Don't Trip Yourself up While Buying your Home

What's more fun than getting a bunch of new furnishings to go in your future home? Nothing. But buying big ticket items before your loan closes can be a mistake. It's best to remember that until your keys are in hand, your lender is watching your accounts very closely. We have given you a list of things below you will want to stay away from when waiting for your loan to close.

Don't empty your wallet on big-ticket items Although you may be dreaming of ways to turn your new home into a showplace, try to stay away from major purchases like appliances, electronics, or furniture. You will also want to avoid vacations and car purchases until the closing of your loan. Financing new Plasma TVs with a store card or a bank credit card could jeopardize your credit worthiness during the time it means the most. It's even a bad idea to make those big-ticket purchases with cash. Lenders are examining your available cash when considering your loan.

Don't get a new career. Lenders like to see a consistent job history on your application. Getting a new career before you start the application process for a mortgage may not affect your approval at all. But for some people, changing careers during the mortgage loan approval process could bring concern and hinder your approval.

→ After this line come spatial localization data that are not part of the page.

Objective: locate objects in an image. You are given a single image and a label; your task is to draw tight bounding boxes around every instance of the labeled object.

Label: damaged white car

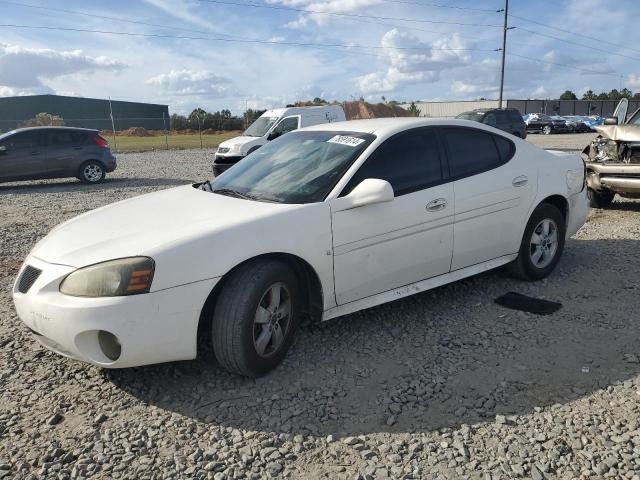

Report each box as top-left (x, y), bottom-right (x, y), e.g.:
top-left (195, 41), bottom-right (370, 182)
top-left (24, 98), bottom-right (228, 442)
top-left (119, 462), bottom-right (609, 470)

top-left (13, 118), bottom-right (589, 376)
top-left (582, 98), bottom-right (640, 207)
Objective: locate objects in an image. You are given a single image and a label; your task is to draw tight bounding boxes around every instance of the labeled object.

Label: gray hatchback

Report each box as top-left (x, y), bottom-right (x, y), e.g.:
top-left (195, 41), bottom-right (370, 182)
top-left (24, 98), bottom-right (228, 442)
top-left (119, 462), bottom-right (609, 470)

top-left (0, 127), bottom-right (116, 184)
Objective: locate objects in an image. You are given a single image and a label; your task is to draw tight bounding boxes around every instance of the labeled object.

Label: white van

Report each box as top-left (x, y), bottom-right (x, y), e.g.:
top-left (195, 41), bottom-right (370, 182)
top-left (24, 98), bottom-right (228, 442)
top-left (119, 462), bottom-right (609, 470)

top-left (213, 105), bottom-right (346, 175)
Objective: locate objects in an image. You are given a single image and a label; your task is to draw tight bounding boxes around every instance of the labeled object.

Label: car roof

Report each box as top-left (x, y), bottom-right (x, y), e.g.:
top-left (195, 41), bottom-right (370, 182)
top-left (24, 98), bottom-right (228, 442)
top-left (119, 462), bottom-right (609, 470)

top-left (4, 126), bottom-right (99, 133)
top-left (299, 117), bottom-right (506, 137)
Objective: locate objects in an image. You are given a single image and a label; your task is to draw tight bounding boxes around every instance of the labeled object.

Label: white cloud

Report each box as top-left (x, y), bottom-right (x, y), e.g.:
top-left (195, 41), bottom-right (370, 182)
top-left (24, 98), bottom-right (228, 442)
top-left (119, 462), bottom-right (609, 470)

top-left (146, 69), bottom-right (234, 97)
top-left (0, 43), bottom-right (125, 94)
top-left (268, 0), bottom-right (383, 27)
top-left (355, 29), bottom-right (471, 94)
top-left (451, 80), bottom-right (497, 95)
top-left (627, 74), bottom-right (640, 89)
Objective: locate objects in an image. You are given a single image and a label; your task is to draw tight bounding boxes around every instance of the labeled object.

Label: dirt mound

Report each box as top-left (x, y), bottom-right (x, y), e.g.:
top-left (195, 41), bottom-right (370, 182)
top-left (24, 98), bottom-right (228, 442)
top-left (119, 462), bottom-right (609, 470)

top-left (119, 127), bottom-right (153, 137)
top-left (342, 101), bottom-right (410, 120)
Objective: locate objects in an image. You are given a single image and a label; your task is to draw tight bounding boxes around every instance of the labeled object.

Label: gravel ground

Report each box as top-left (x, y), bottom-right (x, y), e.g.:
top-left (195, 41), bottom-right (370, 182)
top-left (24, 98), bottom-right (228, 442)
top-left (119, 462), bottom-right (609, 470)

top-left (525, 133), bottom-right (596, 152)
top-left (1, 148), bottom-right (640, 480)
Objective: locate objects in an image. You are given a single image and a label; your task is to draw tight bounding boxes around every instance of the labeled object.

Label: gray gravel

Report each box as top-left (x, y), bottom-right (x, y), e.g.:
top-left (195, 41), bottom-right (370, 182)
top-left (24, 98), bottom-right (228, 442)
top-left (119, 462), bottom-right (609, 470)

top-left (2, 148), bottom-right (640, 480)
top-left (525, 132), bottom-right (597, 152)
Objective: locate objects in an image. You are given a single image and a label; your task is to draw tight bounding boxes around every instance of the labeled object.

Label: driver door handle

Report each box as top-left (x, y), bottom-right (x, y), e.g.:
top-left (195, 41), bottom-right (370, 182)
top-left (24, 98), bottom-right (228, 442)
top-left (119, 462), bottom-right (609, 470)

top-left (512, 175), bottom-right (528, 187)
top-left (426, 198), bottom-right (447, 211)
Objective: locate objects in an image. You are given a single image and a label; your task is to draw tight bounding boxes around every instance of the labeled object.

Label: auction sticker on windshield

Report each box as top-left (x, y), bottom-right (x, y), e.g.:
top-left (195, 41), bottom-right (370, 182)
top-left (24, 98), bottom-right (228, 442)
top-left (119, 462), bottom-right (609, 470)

top-left (327, 135), bottom-right (366, 147)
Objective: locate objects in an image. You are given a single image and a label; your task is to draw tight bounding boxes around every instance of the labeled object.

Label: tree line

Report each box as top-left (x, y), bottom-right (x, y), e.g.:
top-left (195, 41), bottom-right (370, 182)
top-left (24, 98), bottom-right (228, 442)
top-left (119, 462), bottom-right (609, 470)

top-left (170, 108), bottom-right (266, 131)
top-left (559, 89), bottom-right (640, 101)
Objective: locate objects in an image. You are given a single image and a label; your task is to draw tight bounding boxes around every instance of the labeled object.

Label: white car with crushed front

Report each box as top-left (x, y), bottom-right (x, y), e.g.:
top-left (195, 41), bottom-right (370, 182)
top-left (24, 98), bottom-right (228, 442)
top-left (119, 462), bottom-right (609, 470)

top-left (13, 118), bottom-right (589, 376)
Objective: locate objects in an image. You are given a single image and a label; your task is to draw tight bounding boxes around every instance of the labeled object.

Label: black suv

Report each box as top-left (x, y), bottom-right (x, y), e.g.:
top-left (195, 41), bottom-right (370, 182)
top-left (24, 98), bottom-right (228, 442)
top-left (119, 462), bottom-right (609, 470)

top-left (456, 108), bottom-right (527, 138)
top-left (0, 127), bottom-right (116, 184)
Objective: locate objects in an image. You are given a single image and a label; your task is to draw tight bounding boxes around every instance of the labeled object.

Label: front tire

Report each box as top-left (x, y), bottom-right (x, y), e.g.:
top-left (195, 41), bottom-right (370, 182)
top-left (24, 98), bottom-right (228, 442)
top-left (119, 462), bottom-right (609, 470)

top-left (79, 161), bottom-right (106, 184)
top-left (542, 125), bottom-right (552, 135)
top-left (212, 260), bottom-right (300, 377)
top-left (507, 204), bottom-right (565, 281)
top-left (587, 188), bottom-right (615, 208)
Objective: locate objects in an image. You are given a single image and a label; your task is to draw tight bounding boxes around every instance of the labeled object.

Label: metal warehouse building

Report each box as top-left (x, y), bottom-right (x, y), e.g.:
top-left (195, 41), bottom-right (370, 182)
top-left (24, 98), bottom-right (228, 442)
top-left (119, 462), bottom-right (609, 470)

Don't move cash around or switch banks. Your lending institution will require you to provide recent bank statements on accounts in your name: checking, savings, money market, and other assets. To avoid potential fraud, most loans need detailed paperwork to document the source of all funds. No matter the reason, moving banks or transferring funds may raise a red flag with the lender and impede your application process.

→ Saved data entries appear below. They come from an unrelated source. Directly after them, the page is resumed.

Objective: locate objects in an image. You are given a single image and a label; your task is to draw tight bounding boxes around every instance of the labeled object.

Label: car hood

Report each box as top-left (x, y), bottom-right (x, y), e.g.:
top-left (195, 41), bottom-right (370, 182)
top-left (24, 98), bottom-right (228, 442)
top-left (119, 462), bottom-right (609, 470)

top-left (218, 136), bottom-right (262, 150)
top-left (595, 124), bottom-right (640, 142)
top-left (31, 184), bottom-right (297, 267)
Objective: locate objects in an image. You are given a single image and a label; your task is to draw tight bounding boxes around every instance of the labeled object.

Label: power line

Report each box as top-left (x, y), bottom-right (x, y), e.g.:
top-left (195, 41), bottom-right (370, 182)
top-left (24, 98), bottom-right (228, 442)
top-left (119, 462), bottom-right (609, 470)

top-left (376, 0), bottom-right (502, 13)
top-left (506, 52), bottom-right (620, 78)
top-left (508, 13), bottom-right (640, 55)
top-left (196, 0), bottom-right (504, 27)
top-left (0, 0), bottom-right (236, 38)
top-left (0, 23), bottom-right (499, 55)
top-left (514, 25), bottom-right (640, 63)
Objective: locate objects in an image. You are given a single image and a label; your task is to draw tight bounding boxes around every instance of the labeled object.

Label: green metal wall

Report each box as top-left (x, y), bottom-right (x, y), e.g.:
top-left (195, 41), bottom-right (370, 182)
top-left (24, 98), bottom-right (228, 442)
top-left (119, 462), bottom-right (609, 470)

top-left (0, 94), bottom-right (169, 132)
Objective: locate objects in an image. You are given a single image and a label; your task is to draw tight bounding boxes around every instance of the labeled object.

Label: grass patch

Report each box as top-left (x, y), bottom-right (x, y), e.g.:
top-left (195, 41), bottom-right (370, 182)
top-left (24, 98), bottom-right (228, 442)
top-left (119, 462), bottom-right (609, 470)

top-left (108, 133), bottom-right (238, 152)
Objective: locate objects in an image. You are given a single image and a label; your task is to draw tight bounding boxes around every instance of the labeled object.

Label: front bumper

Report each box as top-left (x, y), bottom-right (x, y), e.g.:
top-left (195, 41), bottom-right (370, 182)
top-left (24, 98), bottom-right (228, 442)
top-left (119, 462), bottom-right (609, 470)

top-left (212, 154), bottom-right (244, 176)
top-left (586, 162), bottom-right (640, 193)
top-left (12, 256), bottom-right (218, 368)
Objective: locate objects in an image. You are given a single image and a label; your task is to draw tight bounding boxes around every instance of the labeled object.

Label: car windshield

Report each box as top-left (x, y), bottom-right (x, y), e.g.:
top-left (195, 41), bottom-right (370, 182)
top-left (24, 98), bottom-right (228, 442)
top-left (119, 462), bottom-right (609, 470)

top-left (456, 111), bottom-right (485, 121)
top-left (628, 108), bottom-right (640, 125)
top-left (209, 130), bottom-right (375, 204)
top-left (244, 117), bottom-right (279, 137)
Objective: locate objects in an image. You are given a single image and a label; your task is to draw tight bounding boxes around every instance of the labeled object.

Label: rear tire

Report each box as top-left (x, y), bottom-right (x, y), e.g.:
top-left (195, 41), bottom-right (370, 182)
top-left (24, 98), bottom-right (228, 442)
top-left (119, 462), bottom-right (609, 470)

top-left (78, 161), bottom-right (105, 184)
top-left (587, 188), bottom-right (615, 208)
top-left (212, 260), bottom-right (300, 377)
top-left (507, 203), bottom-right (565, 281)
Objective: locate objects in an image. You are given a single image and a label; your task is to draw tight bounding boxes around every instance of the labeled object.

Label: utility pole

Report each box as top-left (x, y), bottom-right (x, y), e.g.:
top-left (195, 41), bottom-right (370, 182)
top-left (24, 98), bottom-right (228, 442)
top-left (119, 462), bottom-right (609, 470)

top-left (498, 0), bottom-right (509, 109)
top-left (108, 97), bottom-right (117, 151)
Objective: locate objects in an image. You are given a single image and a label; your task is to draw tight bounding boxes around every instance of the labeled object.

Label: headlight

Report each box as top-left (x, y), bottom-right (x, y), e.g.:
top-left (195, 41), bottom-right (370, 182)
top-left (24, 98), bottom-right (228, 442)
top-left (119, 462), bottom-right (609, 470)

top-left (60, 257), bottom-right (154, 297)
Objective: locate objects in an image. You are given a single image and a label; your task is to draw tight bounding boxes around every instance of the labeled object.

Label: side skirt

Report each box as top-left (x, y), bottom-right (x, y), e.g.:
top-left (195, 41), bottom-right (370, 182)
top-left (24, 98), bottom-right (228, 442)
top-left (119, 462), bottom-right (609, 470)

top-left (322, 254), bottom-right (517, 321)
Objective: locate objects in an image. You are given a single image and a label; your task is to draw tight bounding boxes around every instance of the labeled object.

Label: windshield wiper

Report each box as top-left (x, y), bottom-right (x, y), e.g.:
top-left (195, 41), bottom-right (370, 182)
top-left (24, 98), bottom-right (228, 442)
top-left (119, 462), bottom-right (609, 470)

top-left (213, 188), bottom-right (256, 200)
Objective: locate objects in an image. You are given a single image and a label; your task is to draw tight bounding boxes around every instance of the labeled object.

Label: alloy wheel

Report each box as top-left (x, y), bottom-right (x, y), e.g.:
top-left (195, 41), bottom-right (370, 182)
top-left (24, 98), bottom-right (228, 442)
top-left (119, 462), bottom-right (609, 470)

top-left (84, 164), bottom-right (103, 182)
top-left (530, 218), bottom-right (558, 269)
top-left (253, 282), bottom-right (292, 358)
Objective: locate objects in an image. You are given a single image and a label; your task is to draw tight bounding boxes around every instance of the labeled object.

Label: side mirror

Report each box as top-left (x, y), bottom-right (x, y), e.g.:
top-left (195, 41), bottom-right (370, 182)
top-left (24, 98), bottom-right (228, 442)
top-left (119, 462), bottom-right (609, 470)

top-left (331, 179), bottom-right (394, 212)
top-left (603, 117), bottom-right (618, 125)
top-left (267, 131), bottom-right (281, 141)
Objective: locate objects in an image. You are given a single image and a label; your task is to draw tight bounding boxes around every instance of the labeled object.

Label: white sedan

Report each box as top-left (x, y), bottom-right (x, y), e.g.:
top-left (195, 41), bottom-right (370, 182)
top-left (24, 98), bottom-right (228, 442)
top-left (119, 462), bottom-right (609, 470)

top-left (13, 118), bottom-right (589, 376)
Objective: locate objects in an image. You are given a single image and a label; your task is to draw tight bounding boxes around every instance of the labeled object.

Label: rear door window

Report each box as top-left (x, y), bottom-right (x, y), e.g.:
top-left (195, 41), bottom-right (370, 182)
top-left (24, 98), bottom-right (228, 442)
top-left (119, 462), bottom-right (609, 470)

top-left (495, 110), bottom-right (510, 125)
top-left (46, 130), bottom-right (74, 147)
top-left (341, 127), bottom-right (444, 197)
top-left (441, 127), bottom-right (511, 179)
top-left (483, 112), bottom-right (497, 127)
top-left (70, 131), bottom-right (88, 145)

Don't give money directly to your seller (generally in cases of "for sale by owner") to be used as earnest money. Until closing, the good faith money actually belongs to you. Although some individual sellers might not understand this, any good faith funds should go toward your closing expenses. Get a lawyer or other neutral person who will hang on to the funds or place them in a trust account until closing. If your transaction fails, the contract with the seller should specify to whom your earnest money should go.